Thurgur and colleagues interpret their Bayesian re-analysis as indicating a 55%–63% probability that participants achieved a clinically meaningful 2-level reduction in WHO drinking risk at 3 months following MDMA-assisted psychotherapy. They argue this harm-reduction endpoint is relevant to regulatory and clinical contexts, noting that agencies such as the EMA accept intermediate endpoints in AUD trials and that WHO risk reductions have been associated with improved functioning and lower healthcare costs. The authors compare their estimated success probabilities with secondary analyses from large AUD trials (COMBINE and Project MATCH), which reported a 68% two-level reduction at end of treatment, and suggest the MDMA-assisted psychotherapy outcomes are broadly comparable, while emphasising the preliminary nature of the data. Beyond drinking metrics, the investigators highlight reductions in craving (PACS and OCDS), improvements in sleep and self-compassion, and a decrease in personal distress as indicators that MDMA-assisted psychotherapy may yield broader psychosocial benefits. They link these findings to the known acute prosocial and empathogenic effects of MDMA and propose self-compassion and empathy as possible transdiagnostic mediators deserving further study. The authors acknowledge several important limitations: the open-label design, small sample size, exploratory multiple secondary outcomes (risking Type I error), challenges with blinding in psychedelic research, lack of long-term follow-up in this analysis, restrictive exclusion criteria (notably excluding antidepressant users and certain comorbidities) which limit generalisability, and the sample's lack of ethnic diversity. They also note that SF-36 scores can be influenced by comorbid conditions and that the extracted text did not allow adjustment for such confounds due to limited comorbidity data. Practical and implementation barriers are discussed, including the need for manualised psychotherapeutic approaches, therapist training, resource-intensive 8-hour dosing sessions with two therapists, and overnight stays used for safety in this feasibility trial. The authors suggest that future trials should be larger, randomised, placebo-controlled, measure deblinding and expectancy, include more diverse and representative samples, assess mediation by craving, and evaluate whether more time- and cost-efficient models of MDMA delivery and therapy could be developed.
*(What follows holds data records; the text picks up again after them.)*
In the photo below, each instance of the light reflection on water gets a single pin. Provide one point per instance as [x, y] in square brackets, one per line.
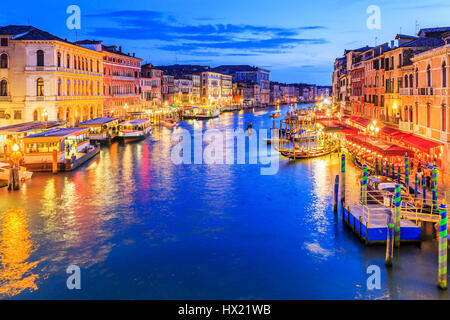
[140, 227]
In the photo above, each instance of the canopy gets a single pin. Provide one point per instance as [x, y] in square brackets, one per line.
[379, 146]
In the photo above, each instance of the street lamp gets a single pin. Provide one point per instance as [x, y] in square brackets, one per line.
[44, 115]
[16, 157]
[373, 129]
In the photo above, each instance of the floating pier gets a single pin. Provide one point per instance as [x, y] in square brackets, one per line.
[370, 223]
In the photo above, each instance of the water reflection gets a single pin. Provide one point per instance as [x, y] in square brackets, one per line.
[17, 270]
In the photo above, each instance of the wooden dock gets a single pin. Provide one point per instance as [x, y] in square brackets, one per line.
[370, 224]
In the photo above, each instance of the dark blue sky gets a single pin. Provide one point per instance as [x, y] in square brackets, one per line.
[297, 40]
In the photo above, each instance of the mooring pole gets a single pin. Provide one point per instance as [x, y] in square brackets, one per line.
[390, 240]
[434, 188]
[416, 185]
[442, 275]
[424, 193]
[336, 192]
[343, 178]
[397, 202]
[364, 186]
[407, 173]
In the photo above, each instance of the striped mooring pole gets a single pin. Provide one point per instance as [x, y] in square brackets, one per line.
[407, 173]
[424, 192]
[390, 240]
[336, 192]
[343, 178]
[364, 186]
[434, 188]
[416, 185]
[397, 202]
[442, 275]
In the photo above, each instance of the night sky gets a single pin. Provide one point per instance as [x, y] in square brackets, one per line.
[297, 40]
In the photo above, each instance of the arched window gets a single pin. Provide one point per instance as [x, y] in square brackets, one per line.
[40, 87]
[4, 88]
[40, 58]
[4, 61]
[444, 75]
[59, 87]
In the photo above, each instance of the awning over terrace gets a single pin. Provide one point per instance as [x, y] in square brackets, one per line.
[378, 146]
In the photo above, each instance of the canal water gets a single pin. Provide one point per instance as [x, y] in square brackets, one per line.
[141, 227]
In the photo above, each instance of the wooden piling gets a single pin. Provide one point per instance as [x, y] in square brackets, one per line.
[336, 193]
[434, 188]
[343, 178]
[54, 162]
[397, 203]
[364, 186]
[390, 241]
[442, 273]
[407, 173]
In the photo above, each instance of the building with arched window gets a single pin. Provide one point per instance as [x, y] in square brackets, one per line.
[56, 82]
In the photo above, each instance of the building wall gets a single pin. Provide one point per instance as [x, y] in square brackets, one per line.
[71, 92]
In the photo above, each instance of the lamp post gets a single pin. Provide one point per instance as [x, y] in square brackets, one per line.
[14, 179]
[44, 115]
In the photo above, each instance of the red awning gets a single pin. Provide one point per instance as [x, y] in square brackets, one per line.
[419, 143]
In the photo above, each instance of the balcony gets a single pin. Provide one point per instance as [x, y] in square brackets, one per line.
[425, 91]
[406, 91]
[406, 126]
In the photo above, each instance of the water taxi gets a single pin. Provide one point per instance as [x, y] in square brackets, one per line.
[103, 130]
[5, 170]
[63, 148]
[134, 130]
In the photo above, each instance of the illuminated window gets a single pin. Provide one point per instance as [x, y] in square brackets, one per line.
[40, 87]
[40, 58]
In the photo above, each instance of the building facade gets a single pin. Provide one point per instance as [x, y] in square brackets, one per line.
[45, 78]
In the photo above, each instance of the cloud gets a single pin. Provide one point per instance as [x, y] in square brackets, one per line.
[202, 39]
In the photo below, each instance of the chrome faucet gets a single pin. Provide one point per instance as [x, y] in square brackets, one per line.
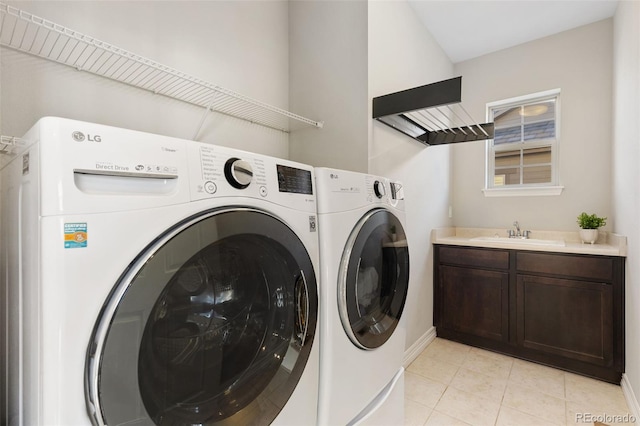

The paper extends previously reported safety and tolerability data by providing a Bayesian estimate of treatment success for MDMA-assisted psychotherapy in AUD, framing success as a 2-level reduction in WHO drinking risk and estimating a 55%–63% probability of achieving this at 3 months. Preliminary secondary findings suggest reductions in alcohol craving and improvements in sleep, self-compassion and some aspects of wellbeing, but the authors emphasise these are hypothesis-generating results from a small, open-label sample. They recommend larger, placebo-controlled trials using these measures to determine the efficacy and practical feasibility of MDMA-assisted psychotherapy for AUD.